Windows 2003 based error
Event Type: Error
Event Source: ESE
Event Category: General
Event ID: 482
MSExchangeIS (9228) DBName: An attempt to write to the file "F:\Data\DBName.edb" at offset 530157682688 (0x0000007b6fdc4000) for 8192 (0x00002000) bytes failed after 0 seconds with system error 1450 (0x000005aa): "Insufficient system resources exist to complete the requested service. ". The write operation will fail with error -1011 (0xfffffc0d). If this error persists then the file may be damaged and may need to be restored from a previous backup.
Windows 2008 based error
Log Name: Application
Event ID: 482
Task Category: General
Information Store (8580) DBNAme: An attempt to write to the file "F:\Data\DBName.EDB" at offset 315530739712 (0x0000004977190000) for 32768 (0x00008000) bytes failed after 0 seconds with system error 665 (0x00000299): "The requested operation could not be completed due to a file system limitation ". The write operation will fail with error -1022 (0xfffffc02). If this error persists then the file may be damaged and may need to be restored from a previous backup.
So just what is this Insufficient system resources exist to complete the requested service error? The explanation will come later….
Here is an example of very high Split I/O operations (purple line) leading up to high RPC requests (green Line) until the server went unresponsive. In the below case, we were trying to extend the size of the database and couldn’t because of the underlying cause which I will explain shortly.
Another clear sign that you might be running in to this problem is when all I/O requests for that particular database instance goes to zero while RPC requests continue to climb and Version Buckets plateaus
This particular problem is not an obvious one and requires a few levels of explanation what is going on and a little bit of terminology to get you going. At the lowest layer, an exchange database resides on an NTFS partition which is setup when the server is first configured. This initial setup has some specific guidelines around how to properly partition and format the volumes and is referenced in http://technet.microsoft.com/en-us/library/bb738145(EXCHG.80).aspx for Exchange 2007 and http://technet.microsoft.com/en-us/library/ee832792.aspx for Exchange 2010. The two most important factors are proper partition alignment and NTFS Allocation unit size.

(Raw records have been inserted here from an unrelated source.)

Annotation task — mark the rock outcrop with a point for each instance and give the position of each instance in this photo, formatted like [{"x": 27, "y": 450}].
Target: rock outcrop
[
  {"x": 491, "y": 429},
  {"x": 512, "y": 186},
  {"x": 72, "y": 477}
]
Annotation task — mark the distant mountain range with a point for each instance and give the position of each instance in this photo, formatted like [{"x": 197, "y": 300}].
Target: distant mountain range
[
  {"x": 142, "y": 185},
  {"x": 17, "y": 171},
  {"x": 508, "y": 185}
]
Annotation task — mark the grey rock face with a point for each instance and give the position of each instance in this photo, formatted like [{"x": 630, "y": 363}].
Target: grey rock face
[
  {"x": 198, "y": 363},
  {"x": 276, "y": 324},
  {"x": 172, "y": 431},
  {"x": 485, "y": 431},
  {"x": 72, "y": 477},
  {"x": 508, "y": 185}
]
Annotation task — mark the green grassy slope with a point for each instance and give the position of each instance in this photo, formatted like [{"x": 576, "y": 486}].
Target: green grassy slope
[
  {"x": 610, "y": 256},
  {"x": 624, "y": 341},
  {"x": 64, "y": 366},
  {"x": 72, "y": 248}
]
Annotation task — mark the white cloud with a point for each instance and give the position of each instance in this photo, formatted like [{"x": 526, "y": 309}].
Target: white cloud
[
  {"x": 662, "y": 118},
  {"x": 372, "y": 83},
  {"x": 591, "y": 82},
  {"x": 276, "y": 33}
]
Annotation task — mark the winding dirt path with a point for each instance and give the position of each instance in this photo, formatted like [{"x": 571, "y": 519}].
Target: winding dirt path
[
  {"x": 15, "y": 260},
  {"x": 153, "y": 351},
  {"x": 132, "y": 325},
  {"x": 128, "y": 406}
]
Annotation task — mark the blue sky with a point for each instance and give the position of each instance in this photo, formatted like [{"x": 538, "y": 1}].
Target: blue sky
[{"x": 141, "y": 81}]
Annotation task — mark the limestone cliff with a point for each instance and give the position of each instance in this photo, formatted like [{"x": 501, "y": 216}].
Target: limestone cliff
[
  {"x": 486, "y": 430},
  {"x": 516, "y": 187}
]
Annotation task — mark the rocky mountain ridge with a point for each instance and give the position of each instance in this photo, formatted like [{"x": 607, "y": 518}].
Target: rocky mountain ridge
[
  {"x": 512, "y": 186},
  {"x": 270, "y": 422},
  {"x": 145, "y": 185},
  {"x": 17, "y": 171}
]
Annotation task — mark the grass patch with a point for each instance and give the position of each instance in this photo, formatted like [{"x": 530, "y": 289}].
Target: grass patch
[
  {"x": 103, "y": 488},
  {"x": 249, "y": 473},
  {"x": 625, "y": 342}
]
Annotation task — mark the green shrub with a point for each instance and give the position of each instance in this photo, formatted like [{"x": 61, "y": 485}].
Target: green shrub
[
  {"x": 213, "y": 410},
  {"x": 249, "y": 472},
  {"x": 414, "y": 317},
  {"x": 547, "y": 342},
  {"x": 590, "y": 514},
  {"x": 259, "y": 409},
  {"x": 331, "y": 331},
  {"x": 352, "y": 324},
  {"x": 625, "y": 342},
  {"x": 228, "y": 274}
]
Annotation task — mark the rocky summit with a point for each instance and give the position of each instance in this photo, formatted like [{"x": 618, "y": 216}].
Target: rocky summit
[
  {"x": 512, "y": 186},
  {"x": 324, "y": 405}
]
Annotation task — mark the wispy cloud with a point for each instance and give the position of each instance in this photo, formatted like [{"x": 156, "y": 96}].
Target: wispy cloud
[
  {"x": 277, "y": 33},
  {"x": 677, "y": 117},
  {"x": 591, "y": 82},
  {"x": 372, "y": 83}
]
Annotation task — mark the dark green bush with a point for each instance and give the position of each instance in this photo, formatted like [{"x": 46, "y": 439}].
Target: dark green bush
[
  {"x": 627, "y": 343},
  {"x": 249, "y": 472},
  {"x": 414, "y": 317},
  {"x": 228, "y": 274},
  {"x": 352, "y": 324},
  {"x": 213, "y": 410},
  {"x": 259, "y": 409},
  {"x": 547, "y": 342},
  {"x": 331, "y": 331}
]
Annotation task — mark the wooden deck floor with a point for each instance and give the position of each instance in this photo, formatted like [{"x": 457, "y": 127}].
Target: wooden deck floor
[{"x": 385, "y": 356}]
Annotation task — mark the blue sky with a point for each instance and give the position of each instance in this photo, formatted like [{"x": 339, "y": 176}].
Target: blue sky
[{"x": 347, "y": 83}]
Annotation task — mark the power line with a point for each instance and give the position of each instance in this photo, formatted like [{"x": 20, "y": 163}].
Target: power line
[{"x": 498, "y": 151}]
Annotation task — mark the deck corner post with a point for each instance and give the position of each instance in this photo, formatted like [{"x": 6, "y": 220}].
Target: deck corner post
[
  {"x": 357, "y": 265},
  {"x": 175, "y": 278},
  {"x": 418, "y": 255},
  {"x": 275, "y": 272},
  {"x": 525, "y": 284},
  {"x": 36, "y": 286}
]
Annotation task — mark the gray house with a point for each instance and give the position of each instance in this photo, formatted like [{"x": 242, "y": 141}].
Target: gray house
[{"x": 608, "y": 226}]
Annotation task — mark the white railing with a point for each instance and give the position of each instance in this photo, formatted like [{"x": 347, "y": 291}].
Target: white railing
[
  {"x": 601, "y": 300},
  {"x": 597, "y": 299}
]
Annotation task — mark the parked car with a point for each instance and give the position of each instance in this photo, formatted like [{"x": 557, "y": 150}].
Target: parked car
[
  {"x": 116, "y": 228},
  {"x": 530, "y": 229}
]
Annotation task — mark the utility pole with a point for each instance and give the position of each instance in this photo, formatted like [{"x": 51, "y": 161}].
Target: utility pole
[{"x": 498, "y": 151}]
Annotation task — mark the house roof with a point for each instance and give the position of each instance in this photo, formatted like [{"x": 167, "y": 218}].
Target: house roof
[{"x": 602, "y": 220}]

Below is a table of recommendations for use with Exchange.
Storage Track Boundary
64K or greater. (1MB recommended)
NTFS allocation unit/cluster size
64KB (DB and Log Drives)
RAID Stripe size
256KB or greater. Check with your storage vendor for best practices
NTFS allocation unit size
Before we go in to discussing this area, we need to take a step back and take a look at how NTFS operates. This is where you need to do a little homework by reading the following 2 references:
- Read the first two sections (NTFS Architecture and NTFS Physical Structure) of How NTFS Works inhttp://technet.microsoft.com/en-us/library/cc781134(WS.10).aspx
- Read The Four Stages of NTFS File Growth in http://blogs.technet.com/b/askcore/archive/2009/10/16/the-four-stages-of-ntfs-file-growth.aspx
Now that we went over what the basic concept of what a File Attribute List (ATTRIBUTE_LIST) is and how files are actually stored on disk, we can continue on with why this is so important here. Let’s say that we have a disk that is formatted with a file allocation unit size of 4K or 4096 which is the default in Windows 2003 for any partition that is greater than 2GB in size. With Exchange 2007’s ESE page size of 8k, we will need to make two writes for a single page. These writes may or may not be contiguous in nature and could be spreading data across various sections of the disk and this is where fragmentation can begin for larger files on disk. As the File Attribute List (FAL) size grows outside of the MFT along with the database file sizes, the size of the FAL will continually grow to accommodate the fragmentation and the overall increase in database file sizes.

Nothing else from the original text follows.